ネットワークセキュリティの研究者らが警告を発しています。「Slopsquatting」と呼ばれる新しいソフトウェアサプライチェーン攻撃が水面上に浮上しつつあるのです。この攻撃は、生成AI(LLMなど)がコード作成時に起こりうる「パッケージ幻覚」――存在しないソフトウェアパッケージ名を推奨してしまうこと――の脆弱性を悪用します。攻撃者は、これらの架空の名称を先回りして登録し、悪意のあるコードを埋め込むことができます。
画像出典:AI生成、画像ライセンス提供元Midjourney
研究チームは、AIがでっち上げたパッケージ名は、非常に信憑性が高く、繰り返し出現する傾向があることを発見しました。幻覚パッケージ名の約38%は実在のパッケージ名と類似しており、単純なスペルミスはわずか13%です。そのため、開発者は検証せずにそのまま採用してしまう可能性が高くなります。
16個のコード生成モデルをテストした結果、平均20%のAI推奨パッケージが偽物であることが判明しました。特にオープンソースモデルでは幻覚率が高く、DeepSeekやWizardCoderでは21.7%に達しました。一方、GPT-4Turboなどの商用モデルは幻覚率が比較的低く、3.59%でした。
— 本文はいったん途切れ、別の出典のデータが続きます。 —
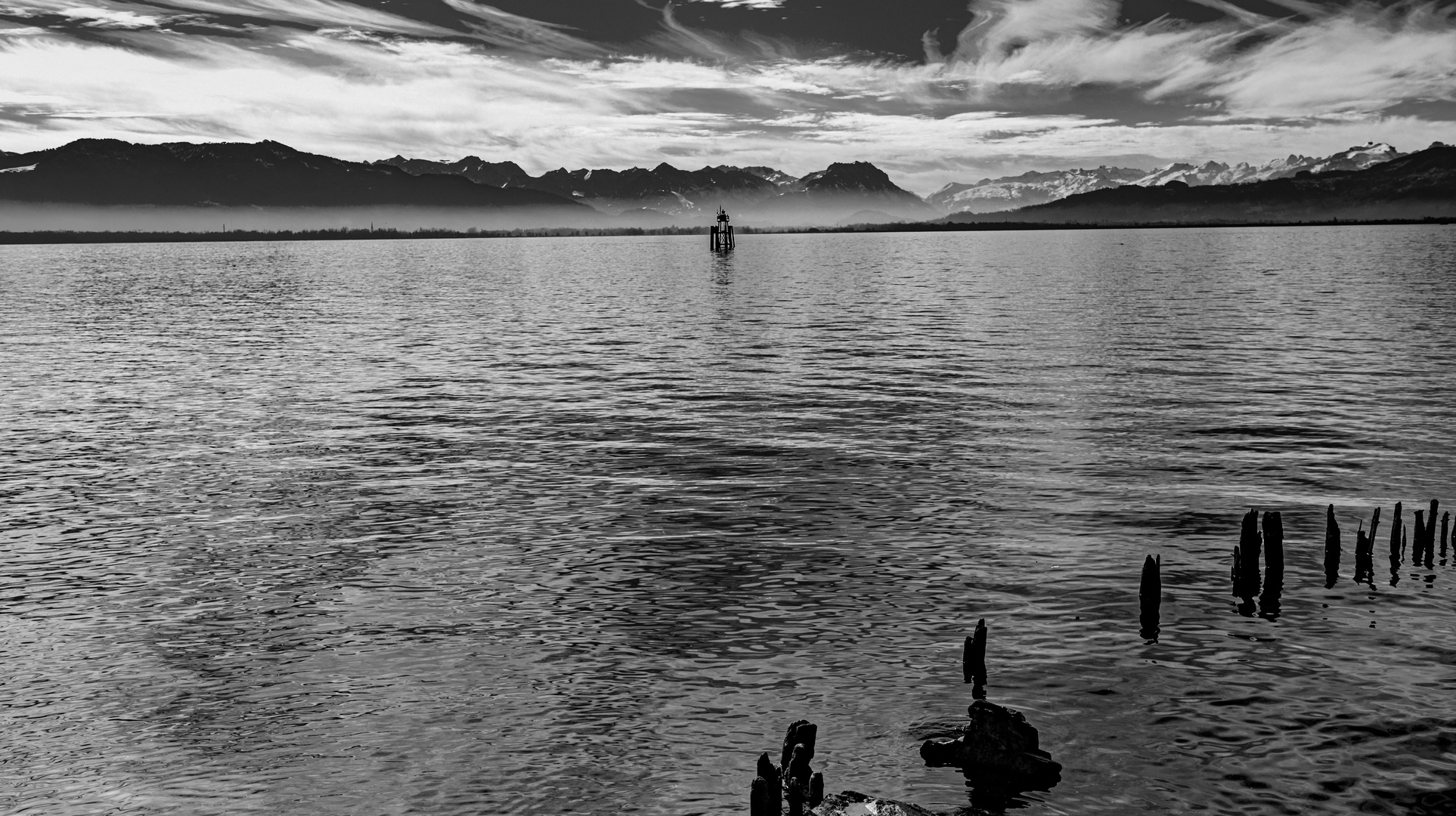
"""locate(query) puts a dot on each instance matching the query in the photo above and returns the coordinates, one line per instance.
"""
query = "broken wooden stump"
(1331, 549)
(1429, 534)
(1151, 598)
(792, 781)
(1273, 543)
(998, 746)
(1396, 537)
(1247, 559)
(973, 660)
(1275, 564)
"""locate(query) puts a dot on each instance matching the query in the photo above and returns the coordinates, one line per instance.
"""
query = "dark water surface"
(580, 525)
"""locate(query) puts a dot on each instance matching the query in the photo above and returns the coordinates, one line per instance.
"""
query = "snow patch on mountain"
(1356, 157)
(1009, 193)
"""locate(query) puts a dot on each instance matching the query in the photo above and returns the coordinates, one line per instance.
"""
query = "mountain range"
(1417, 185)
(111, 172)
(668, 194)
(1027, 190)
(270, 185)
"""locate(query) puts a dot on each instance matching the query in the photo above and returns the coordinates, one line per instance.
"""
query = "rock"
(1001, 746)
(853, 803)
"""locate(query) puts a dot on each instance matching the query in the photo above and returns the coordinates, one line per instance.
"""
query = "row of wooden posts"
(1250, 583)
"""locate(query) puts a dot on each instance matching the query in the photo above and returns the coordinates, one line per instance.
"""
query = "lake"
(578, 525)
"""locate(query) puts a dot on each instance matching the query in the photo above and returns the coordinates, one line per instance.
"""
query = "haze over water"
(580, 525)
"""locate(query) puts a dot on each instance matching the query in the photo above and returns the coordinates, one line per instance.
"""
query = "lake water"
(577, 525)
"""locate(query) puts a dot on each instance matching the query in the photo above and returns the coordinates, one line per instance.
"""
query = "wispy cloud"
(354, 82)
(1357, 58)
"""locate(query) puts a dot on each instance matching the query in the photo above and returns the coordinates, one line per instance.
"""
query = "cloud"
(1358, 58)
(360, 83)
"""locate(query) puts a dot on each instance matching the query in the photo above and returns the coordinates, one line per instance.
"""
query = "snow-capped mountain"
(1357, 157)
(1009, 193)
(778, 178)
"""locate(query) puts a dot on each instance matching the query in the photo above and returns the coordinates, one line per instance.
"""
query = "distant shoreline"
(347, 234)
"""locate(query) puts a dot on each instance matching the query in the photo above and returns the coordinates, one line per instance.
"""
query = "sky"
(931, 91)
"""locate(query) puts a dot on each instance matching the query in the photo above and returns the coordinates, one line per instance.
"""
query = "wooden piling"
(1365, 552)
(764, 799)
(1430, 534)
(801, 732)
(1275, 542)
(1247, 558)
(974, 657)
(1396, 536)
(1151, 597)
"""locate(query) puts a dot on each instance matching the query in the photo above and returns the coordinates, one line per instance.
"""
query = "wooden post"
(974, 660)
(1396, 537)
(1331, 547)
(1430, 534)
(1247, 559)
(1275, 563)
(1365, 556)
(1275, 542)
(1418, 553)
(801, 732)
(773, 783)
(764, 799)
(1151, 598)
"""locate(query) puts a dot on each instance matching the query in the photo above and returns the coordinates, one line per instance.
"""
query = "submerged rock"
(853, 803)
(996, 746)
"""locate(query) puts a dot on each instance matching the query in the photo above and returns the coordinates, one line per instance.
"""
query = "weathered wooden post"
(1151, 598)
(1331, 549)
(1275, 563)
(1430, 534)
(1247, 559)
(1275, 542)
(721, 233)
(973, 660)
(1396, 537)
(767, 790)
(764, 800)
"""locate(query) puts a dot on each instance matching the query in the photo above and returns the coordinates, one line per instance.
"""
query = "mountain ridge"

CodeLlamaは最も悪く、推奨事項の3分の1以上が誤っていました。この脅威は、中央パッケージリポジトリに依存するPythonやJavaScriptなどのエコシステムで特に深刻です。
実験によると、AIの「パッケージ幻覚」は非常に再現性が高く、43%ものケースで同じ幻覚が10回連続して出現し、58%の幻覚が複数回のテストで繰り返し出現しました。これは、攻撃者が悪意のあるソフトウェアパッケージを正確に配置する上で有利に働きます。
研究者らは、この問題の主な原因は、現在のAIモデルに十分なセキュリティテストが欠けていることだと考えています。実際のSlopsquatting攻撃事例はまだ発見されていませんが、この技術は現実の脅威となるすべての要素を備えています。開発コミュニティに対し、警戒を強め、AIが生成したコードの提案には慎重な態度を取り、必ず検証を行うよう呼びかけています。新型ソフトウェアサプライチェーン攻撃の被害者にならないよう、注意が必要です。